Portal Poemax jest prowadzony we współpracy ze stowarzyszeniem Salon Literacki

Torrenty


Zrobiłeś już wiele ponad to, co było ci dane,

 lecz wygrzebujesz w mym ciele norę w przerwie tropienia

  kogoś, kto – nawet jeśli się nie myje – pięknie pachnie

   i nie chowa się przed atakiem każdego śmierdziela.

Gdy Pan Bóg morzu kobiecych głów robi ondulację,

 w kościele niczego nie ściągam, chcąc siebie namierzyć.

  Czasem bywam dzieckiem: zewsząd jest najdalej do śmierci

   ganiającej wciąż do Herta po bajaderki dla mnie.

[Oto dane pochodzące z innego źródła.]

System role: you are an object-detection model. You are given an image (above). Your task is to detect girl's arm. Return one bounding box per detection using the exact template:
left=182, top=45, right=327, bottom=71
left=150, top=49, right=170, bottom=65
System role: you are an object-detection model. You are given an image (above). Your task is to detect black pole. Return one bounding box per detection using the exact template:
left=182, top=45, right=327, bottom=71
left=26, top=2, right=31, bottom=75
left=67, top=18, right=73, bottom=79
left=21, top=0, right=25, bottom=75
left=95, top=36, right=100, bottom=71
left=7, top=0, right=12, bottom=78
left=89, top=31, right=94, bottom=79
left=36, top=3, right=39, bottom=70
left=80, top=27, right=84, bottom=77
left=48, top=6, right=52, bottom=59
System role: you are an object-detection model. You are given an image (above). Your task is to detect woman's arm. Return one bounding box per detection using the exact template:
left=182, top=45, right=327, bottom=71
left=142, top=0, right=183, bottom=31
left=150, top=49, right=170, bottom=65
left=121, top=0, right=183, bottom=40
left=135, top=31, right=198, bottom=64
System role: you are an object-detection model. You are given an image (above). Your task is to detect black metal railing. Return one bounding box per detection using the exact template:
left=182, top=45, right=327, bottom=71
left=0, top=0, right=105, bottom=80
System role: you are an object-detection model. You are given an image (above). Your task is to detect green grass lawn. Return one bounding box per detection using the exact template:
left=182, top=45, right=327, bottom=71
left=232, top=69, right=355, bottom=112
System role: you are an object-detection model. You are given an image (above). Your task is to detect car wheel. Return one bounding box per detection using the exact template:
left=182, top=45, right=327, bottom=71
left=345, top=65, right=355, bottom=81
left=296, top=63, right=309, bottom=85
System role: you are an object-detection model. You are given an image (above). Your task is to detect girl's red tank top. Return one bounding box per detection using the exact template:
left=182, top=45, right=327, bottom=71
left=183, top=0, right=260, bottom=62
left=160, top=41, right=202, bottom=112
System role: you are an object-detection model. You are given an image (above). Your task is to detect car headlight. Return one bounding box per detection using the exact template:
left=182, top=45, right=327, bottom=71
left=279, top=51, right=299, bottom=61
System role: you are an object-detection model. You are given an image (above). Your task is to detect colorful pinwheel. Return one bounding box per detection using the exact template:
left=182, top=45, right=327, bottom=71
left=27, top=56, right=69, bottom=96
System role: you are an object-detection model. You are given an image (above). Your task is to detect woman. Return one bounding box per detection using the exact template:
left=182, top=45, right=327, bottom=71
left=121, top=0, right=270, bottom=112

Swojego mężczyznę oraz ogród, który uprawiam,

 zobrazuję, aby w tobie – chociaż nie wiesz, czym złocień –

  zobaczyć ideał ogrodnika i donżuana,

   boć w młodości, by ulżyć księżom, okryłeś się sromem.

Ochoczo będę odwiedzał tych, których nie stać na mnie,

aż, niewart trzech groszy, hulankę u siebie wyprawię.

Ilość odsłon: 2110

Komentarze

listopad 11, 2019 16:20

To nie rokuje na przyszłość.

listopad 11, 2019 16:00

A jeśli ta niezborność jest świadoma?

listopad 11, 2019 15:18

Strasznie niezborny tekst - przykład, jak nie należy pisać. Robi wrażenie rebusa bez rozwiązania. BTW złotlin japoński przycinamy na wiosnę.

Konto usunięte

2-32-32-32-3

listopad 11, 2019 14:38

Ojoj. Nie odwiedzaj mnie. Proszę.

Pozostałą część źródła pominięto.